Tuesday, August 02, 2005
  9:27-6:30 isn't fun
I don't want to ruin this diary with sad entries, but it's all part of life, I suppose. I especially don't want to talk about work, because it isn't interesting in the least bit. But I do want to talk about what's on my mind, and both of these things fall into that category.

Last week was a great week at work. I got to learn new tests in a different part of the lab. However, yesterday, the girl I used to work with, wasn't at work, so they asked me to do the tests over in that corner. I was pleased, at first, because most of the racks had been weighed up, so all I had to do was wait for them to do their thing and then go go GO the last part of the day. Was that ever an understatement. Everything all caught up to one another at the same time, so I was going every which way, all within 3 minute, 30 second time periods, for two hours or so. I ended up working past my 5:30 end-of-the-day until 6:30, and not getting home until close to 7. I fell asleep at 9:30. Yeah. So it felt like I was home for 2 hours all day. When I first got home, I finally could voice my opinions about all this, so of course I yelled at John and made him sad. He walked out of the room; I cried into a pillow.

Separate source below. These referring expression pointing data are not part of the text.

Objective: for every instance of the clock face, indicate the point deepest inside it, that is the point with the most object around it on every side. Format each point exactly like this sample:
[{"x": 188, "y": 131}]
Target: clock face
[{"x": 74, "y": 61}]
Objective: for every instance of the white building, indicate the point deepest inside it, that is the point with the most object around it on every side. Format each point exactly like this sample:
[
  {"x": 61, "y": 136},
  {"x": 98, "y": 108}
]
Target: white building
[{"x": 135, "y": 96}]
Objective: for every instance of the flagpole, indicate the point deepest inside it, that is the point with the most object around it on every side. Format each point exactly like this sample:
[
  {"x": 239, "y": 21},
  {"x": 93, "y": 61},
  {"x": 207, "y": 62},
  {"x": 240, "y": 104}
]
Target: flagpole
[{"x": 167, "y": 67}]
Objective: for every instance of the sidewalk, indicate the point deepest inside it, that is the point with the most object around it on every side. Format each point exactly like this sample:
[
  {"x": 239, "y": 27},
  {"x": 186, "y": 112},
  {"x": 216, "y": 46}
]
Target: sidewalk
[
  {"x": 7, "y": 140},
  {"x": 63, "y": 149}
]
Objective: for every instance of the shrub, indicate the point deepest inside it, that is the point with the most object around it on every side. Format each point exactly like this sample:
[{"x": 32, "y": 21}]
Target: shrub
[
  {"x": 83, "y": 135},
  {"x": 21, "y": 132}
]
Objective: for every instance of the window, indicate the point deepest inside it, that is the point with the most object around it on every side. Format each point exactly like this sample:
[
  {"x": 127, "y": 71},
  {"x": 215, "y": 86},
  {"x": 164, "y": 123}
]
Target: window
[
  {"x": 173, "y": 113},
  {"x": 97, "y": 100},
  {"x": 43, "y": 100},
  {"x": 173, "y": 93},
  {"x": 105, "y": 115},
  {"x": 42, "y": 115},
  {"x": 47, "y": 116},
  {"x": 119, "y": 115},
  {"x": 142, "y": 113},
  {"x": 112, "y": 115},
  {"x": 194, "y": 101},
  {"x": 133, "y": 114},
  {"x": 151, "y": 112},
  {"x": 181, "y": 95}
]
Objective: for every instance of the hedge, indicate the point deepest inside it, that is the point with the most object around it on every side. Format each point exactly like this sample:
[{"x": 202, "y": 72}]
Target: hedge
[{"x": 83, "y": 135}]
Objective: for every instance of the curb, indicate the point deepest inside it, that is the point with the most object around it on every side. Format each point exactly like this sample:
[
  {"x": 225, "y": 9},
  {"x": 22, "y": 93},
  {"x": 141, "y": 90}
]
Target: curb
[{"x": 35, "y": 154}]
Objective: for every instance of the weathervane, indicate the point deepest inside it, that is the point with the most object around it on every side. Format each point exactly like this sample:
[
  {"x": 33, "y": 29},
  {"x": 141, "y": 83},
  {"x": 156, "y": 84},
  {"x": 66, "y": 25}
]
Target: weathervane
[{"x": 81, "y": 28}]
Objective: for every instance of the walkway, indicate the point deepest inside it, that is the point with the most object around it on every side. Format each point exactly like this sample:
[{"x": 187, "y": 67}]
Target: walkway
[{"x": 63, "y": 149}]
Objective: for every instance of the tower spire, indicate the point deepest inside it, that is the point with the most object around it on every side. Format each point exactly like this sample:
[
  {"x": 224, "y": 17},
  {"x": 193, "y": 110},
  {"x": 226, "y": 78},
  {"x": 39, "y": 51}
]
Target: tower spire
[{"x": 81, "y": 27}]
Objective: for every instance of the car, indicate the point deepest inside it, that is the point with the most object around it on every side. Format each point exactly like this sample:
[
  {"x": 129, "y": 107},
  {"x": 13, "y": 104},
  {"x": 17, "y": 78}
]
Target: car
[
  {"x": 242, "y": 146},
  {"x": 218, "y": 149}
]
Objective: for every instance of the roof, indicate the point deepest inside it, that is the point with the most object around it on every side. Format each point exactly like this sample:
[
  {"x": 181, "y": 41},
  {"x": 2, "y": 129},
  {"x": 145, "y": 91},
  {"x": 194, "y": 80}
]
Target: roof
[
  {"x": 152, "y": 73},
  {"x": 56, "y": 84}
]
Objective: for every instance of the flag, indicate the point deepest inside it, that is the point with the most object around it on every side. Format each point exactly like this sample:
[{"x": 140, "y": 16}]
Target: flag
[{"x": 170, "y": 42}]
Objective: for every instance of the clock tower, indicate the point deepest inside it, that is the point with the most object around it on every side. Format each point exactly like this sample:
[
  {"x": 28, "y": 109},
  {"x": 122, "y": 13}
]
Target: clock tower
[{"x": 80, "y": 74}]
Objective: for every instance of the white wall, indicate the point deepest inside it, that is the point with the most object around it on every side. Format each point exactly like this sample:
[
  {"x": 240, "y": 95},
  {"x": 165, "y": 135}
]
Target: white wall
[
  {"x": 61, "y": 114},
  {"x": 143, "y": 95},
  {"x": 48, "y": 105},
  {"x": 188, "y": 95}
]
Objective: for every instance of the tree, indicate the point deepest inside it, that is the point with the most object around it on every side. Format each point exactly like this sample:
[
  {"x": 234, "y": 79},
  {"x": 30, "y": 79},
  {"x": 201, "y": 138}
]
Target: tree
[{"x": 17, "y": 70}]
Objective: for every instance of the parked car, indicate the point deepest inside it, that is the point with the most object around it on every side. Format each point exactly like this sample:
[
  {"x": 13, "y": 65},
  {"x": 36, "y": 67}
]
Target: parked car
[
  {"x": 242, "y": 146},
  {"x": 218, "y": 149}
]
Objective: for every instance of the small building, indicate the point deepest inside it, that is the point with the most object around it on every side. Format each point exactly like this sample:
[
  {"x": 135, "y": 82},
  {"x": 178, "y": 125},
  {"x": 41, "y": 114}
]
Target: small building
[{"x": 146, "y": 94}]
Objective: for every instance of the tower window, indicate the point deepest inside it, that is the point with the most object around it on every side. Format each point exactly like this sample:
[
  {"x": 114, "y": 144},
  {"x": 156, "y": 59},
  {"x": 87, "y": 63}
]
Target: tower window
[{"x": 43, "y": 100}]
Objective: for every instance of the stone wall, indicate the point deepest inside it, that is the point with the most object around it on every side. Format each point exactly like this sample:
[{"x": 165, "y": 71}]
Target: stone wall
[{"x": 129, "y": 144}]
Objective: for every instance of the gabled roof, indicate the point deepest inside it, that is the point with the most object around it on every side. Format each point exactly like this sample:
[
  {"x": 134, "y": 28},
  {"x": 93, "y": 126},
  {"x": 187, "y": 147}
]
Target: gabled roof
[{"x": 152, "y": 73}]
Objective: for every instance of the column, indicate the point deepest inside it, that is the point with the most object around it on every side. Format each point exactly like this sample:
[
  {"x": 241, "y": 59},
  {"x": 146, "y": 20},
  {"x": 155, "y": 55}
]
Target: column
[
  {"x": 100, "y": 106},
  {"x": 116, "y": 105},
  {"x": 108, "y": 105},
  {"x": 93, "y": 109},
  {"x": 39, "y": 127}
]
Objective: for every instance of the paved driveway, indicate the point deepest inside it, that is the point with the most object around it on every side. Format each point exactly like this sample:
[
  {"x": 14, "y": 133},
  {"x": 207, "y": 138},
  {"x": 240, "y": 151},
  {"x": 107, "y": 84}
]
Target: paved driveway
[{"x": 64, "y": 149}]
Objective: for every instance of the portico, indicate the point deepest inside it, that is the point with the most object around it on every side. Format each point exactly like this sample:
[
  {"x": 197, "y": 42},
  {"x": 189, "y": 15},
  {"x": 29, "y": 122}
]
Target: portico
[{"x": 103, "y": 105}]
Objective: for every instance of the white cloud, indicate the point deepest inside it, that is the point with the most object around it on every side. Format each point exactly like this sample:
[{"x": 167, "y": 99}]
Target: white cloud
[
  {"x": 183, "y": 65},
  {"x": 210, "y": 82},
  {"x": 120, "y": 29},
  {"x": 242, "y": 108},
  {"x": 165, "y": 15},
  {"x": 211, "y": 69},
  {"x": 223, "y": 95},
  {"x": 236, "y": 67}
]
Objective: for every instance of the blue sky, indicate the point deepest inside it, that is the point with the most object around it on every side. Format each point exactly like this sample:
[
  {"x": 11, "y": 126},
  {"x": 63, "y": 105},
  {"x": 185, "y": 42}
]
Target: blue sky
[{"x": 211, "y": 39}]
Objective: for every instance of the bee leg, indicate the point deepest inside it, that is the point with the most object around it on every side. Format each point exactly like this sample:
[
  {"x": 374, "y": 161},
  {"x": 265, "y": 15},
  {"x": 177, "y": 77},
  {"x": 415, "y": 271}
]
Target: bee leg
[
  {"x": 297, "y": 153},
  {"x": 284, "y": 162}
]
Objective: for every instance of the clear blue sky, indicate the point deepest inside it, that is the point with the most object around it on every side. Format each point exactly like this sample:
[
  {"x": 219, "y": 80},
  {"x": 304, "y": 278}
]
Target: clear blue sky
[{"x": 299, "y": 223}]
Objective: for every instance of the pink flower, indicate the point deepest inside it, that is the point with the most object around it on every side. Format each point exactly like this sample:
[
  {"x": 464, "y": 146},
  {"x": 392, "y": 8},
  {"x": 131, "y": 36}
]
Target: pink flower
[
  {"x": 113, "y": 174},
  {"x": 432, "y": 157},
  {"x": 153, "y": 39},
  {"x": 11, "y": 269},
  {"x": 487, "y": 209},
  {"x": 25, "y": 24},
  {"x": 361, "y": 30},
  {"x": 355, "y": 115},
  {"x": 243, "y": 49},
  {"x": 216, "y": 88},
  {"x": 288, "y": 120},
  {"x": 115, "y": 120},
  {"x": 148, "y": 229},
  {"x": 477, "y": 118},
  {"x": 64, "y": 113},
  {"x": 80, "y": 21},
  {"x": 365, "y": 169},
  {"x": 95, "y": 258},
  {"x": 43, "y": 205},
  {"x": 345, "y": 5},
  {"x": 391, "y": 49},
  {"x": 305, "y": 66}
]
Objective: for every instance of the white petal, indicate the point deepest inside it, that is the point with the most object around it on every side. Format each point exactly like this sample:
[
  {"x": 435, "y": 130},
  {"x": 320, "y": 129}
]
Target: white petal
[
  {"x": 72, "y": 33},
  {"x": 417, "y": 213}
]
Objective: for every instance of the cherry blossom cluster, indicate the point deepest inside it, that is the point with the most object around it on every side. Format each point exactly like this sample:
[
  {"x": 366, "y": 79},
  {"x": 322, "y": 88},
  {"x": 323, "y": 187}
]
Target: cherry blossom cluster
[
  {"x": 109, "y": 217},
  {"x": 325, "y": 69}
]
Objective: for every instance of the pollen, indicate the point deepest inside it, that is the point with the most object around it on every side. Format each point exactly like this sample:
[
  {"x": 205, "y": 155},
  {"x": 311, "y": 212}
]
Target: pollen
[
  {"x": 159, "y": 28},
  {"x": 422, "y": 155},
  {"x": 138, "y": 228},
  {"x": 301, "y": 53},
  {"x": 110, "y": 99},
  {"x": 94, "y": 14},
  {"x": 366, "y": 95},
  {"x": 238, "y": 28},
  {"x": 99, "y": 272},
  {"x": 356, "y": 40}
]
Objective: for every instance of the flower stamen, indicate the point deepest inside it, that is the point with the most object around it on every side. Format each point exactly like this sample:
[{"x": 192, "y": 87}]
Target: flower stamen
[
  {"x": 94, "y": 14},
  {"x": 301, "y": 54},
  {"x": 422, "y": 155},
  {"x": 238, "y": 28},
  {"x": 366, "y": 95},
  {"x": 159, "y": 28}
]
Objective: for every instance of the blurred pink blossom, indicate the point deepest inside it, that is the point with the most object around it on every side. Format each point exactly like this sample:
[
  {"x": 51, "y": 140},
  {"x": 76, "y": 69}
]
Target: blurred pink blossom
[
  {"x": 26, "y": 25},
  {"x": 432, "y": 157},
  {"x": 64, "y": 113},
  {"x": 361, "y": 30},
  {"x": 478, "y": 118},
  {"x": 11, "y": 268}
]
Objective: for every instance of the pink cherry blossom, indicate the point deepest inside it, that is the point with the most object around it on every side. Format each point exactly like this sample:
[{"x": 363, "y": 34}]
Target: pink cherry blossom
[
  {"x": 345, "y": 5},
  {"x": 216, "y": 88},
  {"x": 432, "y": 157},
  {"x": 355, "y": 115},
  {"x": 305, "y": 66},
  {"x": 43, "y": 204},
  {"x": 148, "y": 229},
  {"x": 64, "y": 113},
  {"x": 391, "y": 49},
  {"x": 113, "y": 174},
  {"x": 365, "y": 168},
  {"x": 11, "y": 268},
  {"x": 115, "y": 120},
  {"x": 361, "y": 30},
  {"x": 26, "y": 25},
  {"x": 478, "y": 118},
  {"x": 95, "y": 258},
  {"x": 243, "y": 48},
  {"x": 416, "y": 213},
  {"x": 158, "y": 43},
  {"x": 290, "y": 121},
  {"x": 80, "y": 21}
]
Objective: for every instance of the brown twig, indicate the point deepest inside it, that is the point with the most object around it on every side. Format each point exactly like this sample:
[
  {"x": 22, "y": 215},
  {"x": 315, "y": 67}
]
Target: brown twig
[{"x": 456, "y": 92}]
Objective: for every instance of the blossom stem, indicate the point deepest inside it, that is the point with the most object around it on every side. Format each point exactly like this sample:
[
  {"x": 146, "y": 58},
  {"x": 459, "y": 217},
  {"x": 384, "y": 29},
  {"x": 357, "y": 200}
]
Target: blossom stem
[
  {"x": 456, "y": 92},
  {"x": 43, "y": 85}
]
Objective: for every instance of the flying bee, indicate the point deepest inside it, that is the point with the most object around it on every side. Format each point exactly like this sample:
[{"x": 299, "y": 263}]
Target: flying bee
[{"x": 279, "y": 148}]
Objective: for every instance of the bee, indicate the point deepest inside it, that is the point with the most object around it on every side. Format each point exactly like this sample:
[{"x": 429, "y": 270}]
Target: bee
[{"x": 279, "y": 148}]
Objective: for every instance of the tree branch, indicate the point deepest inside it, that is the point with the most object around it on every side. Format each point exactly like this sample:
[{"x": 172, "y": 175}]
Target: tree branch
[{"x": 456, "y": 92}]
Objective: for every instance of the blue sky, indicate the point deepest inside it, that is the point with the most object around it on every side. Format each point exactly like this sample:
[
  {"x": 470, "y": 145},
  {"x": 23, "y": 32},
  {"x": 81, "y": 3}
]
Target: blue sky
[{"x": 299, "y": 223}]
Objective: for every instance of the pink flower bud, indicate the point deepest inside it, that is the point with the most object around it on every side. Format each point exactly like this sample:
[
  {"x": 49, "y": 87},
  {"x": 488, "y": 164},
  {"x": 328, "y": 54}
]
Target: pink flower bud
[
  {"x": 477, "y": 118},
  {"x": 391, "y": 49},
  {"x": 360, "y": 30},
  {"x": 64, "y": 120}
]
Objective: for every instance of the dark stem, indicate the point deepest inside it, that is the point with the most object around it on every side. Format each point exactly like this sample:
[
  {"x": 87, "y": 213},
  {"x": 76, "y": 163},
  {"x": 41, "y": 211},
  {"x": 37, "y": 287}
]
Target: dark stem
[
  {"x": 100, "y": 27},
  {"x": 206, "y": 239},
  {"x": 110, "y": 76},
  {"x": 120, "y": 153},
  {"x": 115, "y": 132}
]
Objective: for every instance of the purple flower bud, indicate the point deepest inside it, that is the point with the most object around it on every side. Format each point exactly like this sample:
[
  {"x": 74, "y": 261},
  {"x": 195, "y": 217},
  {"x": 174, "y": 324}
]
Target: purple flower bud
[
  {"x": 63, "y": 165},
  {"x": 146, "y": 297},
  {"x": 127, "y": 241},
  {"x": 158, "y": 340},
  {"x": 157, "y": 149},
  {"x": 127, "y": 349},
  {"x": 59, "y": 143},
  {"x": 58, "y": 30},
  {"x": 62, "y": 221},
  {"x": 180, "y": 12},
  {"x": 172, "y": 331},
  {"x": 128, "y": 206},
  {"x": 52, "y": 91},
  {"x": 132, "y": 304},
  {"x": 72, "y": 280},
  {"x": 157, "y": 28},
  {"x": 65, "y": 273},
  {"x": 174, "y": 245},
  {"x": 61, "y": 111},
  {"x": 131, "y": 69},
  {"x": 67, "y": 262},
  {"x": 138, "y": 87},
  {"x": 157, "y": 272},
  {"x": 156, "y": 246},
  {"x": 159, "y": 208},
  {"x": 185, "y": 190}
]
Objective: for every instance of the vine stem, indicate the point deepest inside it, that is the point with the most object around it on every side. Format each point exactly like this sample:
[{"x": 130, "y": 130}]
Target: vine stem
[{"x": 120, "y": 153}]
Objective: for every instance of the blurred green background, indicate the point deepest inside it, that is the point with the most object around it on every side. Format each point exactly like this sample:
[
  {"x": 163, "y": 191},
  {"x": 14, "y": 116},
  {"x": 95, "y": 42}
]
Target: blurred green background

The good things about last night:

1. Making up with John
2. Taking a hot shower to de-stress
3. Eating Mac and Cheese
4. Sleeping?

I just wish I was in school again, or at least had the same hours. 8-3:30. Now that would be nice. Get home at 3:30 and watch TV or lay on the floor listening to music. I don't even get to do that anymore. Our stereo isn't even hooked up because there isn't room for it unless we get an entertainment center or something.

What's worse is, yesterday when I first go to work, a very strange woman in the lab started blaming me for all these things and yelling and treating me like an uncompetant fool, "See this here? This is a no-no" (I supposedly put sterile plastic pipets in a beaker that was only supposed to be used for certain tests). Sorry, I did put them there, but as refills. Someone else had initially set it there. GOD. And today I'll probably have to work with her since that other person will be back. OOOh my...I just want to stay home or something. Just for today.

I am going to treat myself this morning. Last week, I got this cinnamon smell wafted over from somewhere in the lab, and I immediatly wanted cinnamon rolls. Warm cinnamon rolls with sweet, melted icing. So...I know they aren't the same as home made, but I had John pick up some Dough Boy rolls (the kind in the can). JUST FOR all this CRAP at work, I'm baking them this morning!

Please oh please let today be a better day.